Sermon on 1 Corinthians 7:29-31 offered to the people of the Church of the Redeemer in Bryn Mawr, Pennsylvania.  Audio for this sermon may be heard here.

A few weeks ago, George Clooney received the Cecil B. Demille Lifetime Achievement Award at the Golden Globes.  For those of you who don’t know, Mr. Clooney is a film actor, director, and producer who is generally considered one of Hollywood’s elite.  He was also regarded as one of the world’s most eligible bachelors, that is until his marriage in September to Amal Alamuddin, a lawyer with an international reputation and an impressive resume.  imgresAt the Globes, host Tina Fey introduced Mr. Clooney’s bride, saying “Amal is a human rights lawyer who worked on the Enron case, was an adviser to Kofi Annan regarding Syria, and was selected for a three person U.N. Commission investigating rules of war violations in the Gaza Strip.  So tonight, her husband is getting a Lifetime Achievement Award.”  This joke is effective not only because it exposes the ludicrousness of awards ceremonies in which celebrities give golden statues to one another, but also because it puts the entire enterprise into perspective.  Though George Clooney is among the most celebrated people in Hollywood, his accomplishments seem trivial when compared with those of his spouse.  Tina Fey’s one liner highlights the importance of perspective, the necessity of making sure that our priorities are oriented correctly.
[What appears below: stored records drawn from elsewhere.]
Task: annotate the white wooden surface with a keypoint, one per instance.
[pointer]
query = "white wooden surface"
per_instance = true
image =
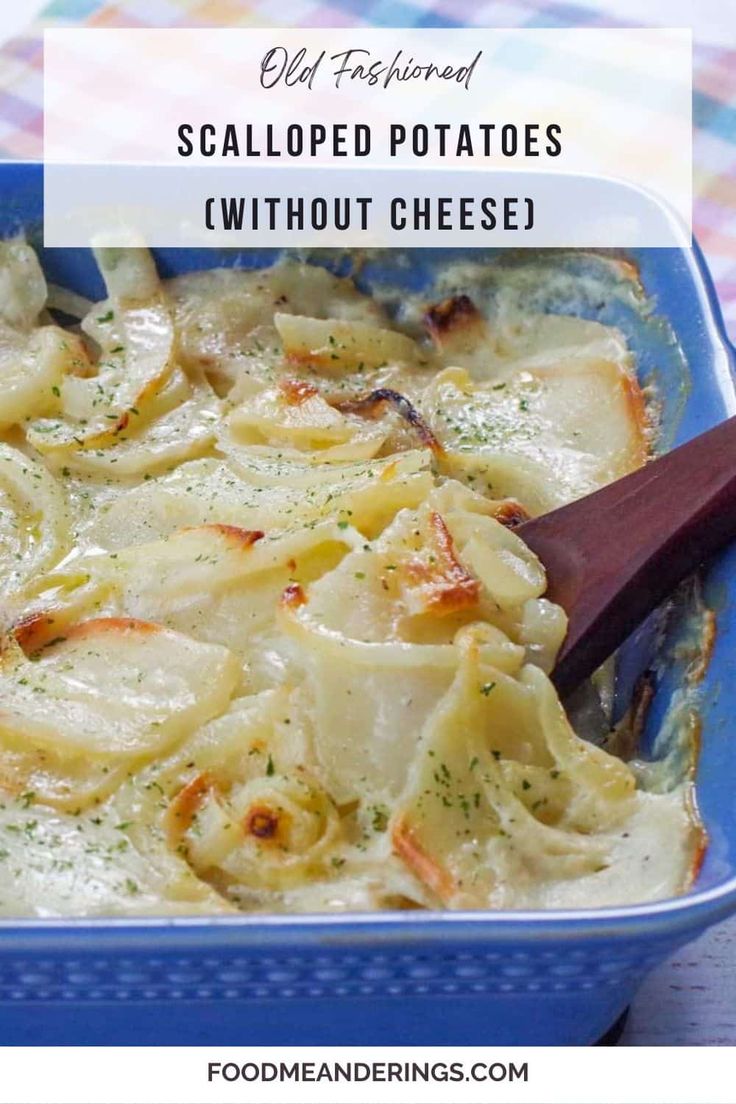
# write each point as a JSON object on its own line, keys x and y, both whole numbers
{"x": 690, "y": 1000}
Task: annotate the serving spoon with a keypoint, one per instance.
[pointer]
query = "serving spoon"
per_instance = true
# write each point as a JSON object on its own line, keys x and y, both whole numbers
{"x": 612, "y": 556}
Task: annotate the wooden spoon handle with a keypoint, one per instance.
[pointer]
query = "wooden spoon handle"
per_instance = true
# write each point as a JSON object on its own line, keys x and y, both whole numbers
{"x": 614, "y": 555}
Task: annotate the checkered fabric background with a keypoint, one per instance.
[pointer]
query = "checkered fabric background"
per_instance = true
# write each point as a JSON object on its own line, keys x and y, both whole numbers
{"x": 714, "y": 77}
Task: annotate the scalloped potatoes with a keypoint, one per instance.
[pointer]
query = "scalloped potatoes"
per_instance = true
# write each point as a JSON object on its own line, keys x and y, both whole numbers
{"x": 269, "y": 640}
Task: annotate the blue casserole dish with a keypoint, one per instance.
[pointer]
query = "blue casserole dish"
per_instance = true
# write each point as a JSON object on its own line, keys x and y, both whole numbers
{"x": 415, "y": 978}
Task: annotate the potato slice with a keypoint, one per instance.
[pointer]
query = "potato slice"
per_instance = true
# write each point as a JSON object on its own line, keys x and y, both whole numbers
{"x": 33, "y": 520}
{"x": 114, "y": 687}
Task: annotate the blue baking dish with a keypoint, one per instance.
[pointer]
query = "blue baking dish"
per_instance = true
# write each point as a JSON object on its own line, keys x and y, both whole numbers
{"x": 411, "y": 978}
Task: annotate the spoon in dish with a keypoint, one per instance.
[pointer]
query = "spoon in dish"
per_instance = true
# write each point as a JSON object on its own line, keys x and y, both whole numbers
{"x": 612, "y": 556}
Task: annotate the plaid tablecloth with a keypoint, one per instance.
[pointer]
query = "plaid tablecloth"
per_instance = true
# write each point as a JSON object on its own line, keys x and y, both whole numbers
{"x": 714, "y": 76}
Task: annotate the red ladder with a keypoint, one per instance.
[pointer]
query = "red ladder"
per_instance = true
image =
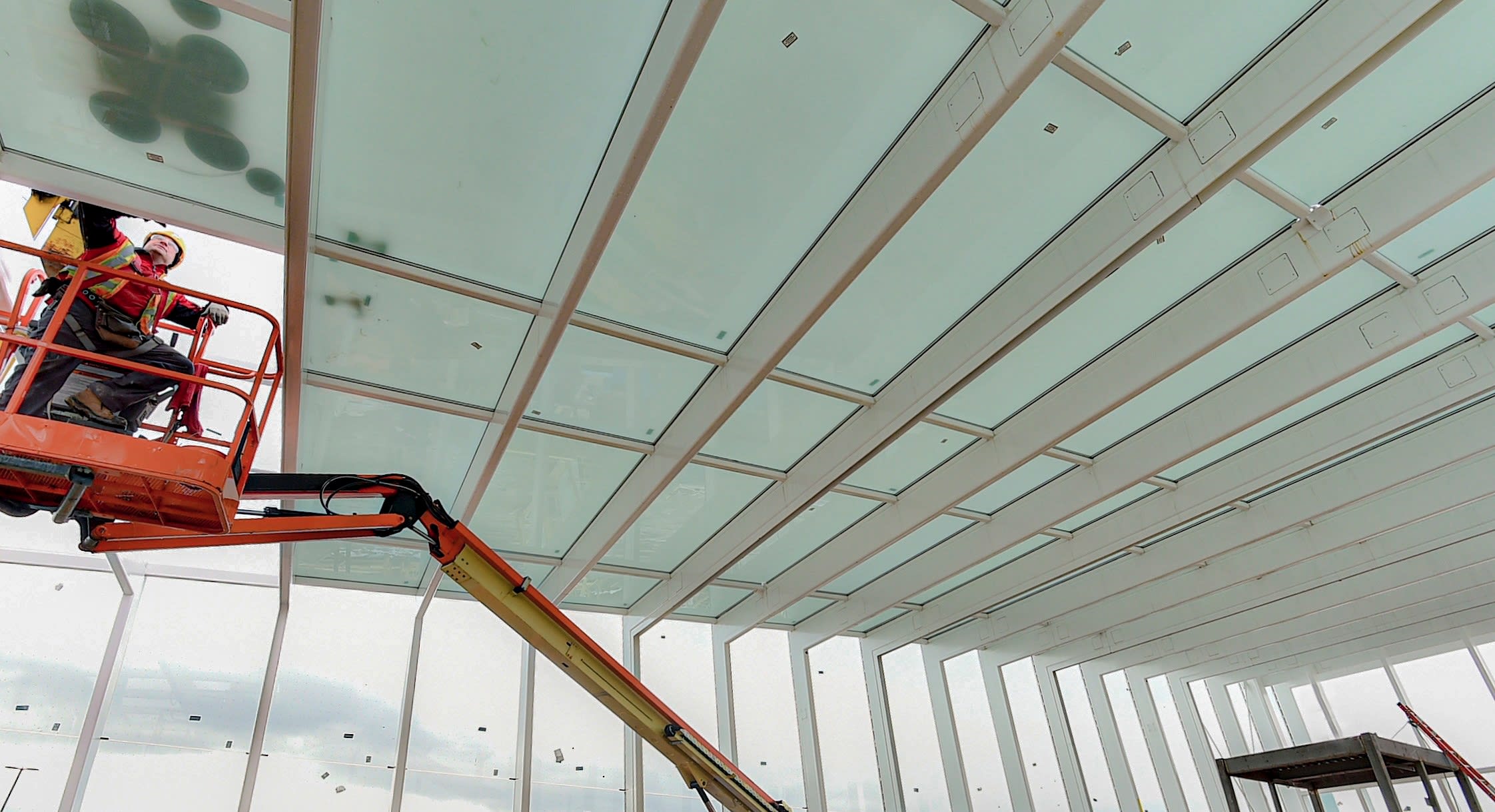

In our epistle reading this morning, we hear Saint Paul highlight the importance of perspective.  Paul’s first letter to the Corinthians is among his more practical: he addresses specific issues pertaining to community discipline, attempts to mediate disputes among members of the community, and makes discrete suggestions about how to live faithfully.  The portion of the letter we heard this morning comes from a much longer passage in which Paul takes up questions about marriage.  From the misleading brevity of this passage, we might assume that Paul does not regard marriage as a worthwhile enterprise.  In these three verses, Paul comes across as a Stoic philosopher, appearing to suggest that we ought to be completely unencumbered by worldly attachments.  Indeed, this is how many of the Corinthians understood the path to holiness.  Their sense was that the pleasures of the flesh, even within the bonds of matrimony, prevented one from being spiritual.  As a result, certain members of the Corinthian community would abstain from marital relations, often without first consulting their chagrined spouses.  This approach to spirituality was actually fairly common in the first century.  In certain circles, ascetics were held up as spiritual athletes; those who abstained from worldly pleasures were celebrated and believed to have charismatic authority.  For these groups, the more one abstained and the more temptations one resisted, the more spiritual power one acquired.  Apparently there were some Corinthians who thought that this correlation of abstinence and spirituality was a characteristic of the Christian life.  Moreover, they supposed that Paul, the confirmed crotchety old bachelor (probably never as eligible as George Clooney), would endorse this path to holiness and praise them for their temperance.  The snippet of text that we heard this morning might lead us to assume that the Corinthians supposed correctly.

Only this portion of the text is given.